Now before you call me Scrooge or Mr. Grinch, please hear me out. I get excited when I hear Donny Hathaway’s “This Christmas” on the radio. Mariah Carey’s version of “Oh Holy Night” is so anointed that it brings me to my knees as I weep and worship my Savior. I enjoy my brother’s “Elf on a Shelf” posts on Facebook, and experiencing my niece and nephew opening their gifts from Santa Christmas morning. My church’s Christmas Eve services feature a live nativity and I take advantage of my usher privileges to get close to my camels (yes, I claim them as my own). I take pleasure in giving gifts to friends and loved ones when I’m financially able to. It pretty much stops there.

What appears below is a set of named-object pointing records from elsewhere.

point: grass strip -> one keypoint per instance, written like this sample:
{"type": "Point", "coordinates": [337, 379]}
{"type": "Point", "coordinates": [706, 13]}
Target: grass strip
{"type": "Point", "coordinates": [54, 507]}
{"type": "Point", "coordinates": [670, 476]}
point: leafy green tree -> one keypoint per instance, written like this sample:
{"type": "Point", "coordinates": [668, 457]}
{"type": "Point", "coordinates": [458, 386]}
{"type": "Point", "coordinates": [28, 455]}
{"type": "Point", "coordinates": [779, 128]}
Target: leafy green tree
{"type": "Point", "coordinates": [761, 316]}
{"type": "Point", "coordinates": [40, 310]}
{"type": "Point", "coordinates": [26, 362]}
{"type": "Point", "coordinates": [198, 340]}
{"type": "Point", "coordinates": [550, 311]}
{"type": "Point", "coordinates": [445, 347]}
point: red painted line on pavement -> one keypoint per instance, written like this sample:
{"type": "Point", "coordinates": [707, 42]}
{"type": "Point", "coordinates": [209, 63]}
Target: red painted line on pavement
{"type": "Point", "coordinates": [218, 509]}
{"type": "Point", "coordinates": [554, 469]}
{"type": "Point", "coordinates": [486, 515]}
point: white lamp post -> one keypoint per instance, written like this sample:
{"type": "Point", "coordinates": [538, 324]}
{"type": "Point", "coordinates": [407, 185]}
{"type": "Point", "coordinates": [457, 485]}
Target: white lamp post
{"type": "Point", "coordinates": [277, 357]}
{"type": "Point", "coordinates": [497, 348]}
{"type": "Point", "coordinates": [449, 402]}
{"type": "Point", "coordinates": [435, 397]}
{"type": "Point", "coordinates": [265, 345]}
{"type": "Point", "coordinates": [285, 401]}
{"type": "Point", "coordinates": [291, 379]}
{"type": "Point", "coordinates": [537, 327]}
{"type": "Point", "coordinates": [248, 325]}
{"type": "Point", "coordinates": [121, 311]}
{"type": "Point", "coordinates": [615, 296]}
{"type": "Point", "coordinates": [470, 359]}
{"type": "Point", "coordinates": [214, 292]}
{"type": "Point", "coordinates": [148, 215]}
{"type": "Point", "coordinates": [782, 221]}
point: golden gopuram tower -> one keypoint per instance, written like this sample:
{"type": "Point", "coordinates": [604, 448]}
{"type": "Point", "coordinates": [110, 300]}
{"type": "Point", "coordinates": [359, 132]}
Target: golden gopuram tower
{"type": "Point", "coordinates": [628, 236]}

My paternal grandmother died of a massive heart attack two weeks before Christmas in 2005. Granny lived in an upstairs apartment at my mother’s home, and my younger brother found her as he was delivering her Sunday paper. My three brothers and I had a special bond with Granny because she had lived with us practically our entire lives. Her death devastated us. At her funeral the pastor did not give a eulogy, but instead came down from the pulpit and sang “I Won’t Complain” to my family and ended the service. He recognized our grief, and would not allow the theatrics that often take place at Black funerals. His ministry of song started the healing process for me. Christmas hasn’t been the same since.
As kids we’d wake up around 4am on Christmas morning to see what Santa brought us. After we opened our presents, we’d wake our parents, show them and then march upstairs to Granny’s around 5am. After banging on the door for what seemed like forever Granny would let us in, playfully fussing the entire time.
“Why you all always want to wake me up so early? Can’t you at least wait until morning?”
“But Granny, it IS morning! Can we have some cake?”
“I don’t know why y’all want to eat cake so early. I need my sleep. Did you at least bring your own sweet milk?”
I chuckle at that memory – Granny only drank buttermilk. One of us always had to run back downstairs to grab the milk. Granny cut each of us two pieces of cake – 1 slice of German Chocolate and 1 slice of Coconut. Granny made what she called “tray cakes” because she baked the layers in 15x10 jelly roll pans. You can imagine her cakes were huge and so were the slices. We also got a slice of pound cake (the real deal), egg pie and sweet potato pie. It was all about the sweets! My mother didn’t like this tradition, but held her tongue because Granny was my father’s mother. Even after one of my brother’s and I left home, we returned Christmas morning for cake with Granny. I wonder how many calories we consumed between 1977 and 2004? And thankfully none of us have diabetes!!!
Many other family traditions centered around Granny and they were buried with her. One tradition has remained, and that is eating German Chocolate Cake and Coconut Cake for breakfast. My same mother who wasn’t a fan of Granny’s sugar feast now brings the cakes to my brother’s home and encourages her grandson and granddaughter to eat cake as soon as we arrive. And no they haven’t had breakfast yet. All I can do is smile. Maybe Christmas won’t be so bad after all.
Question: What is a Christmas tradition that you will pass on to the next generation?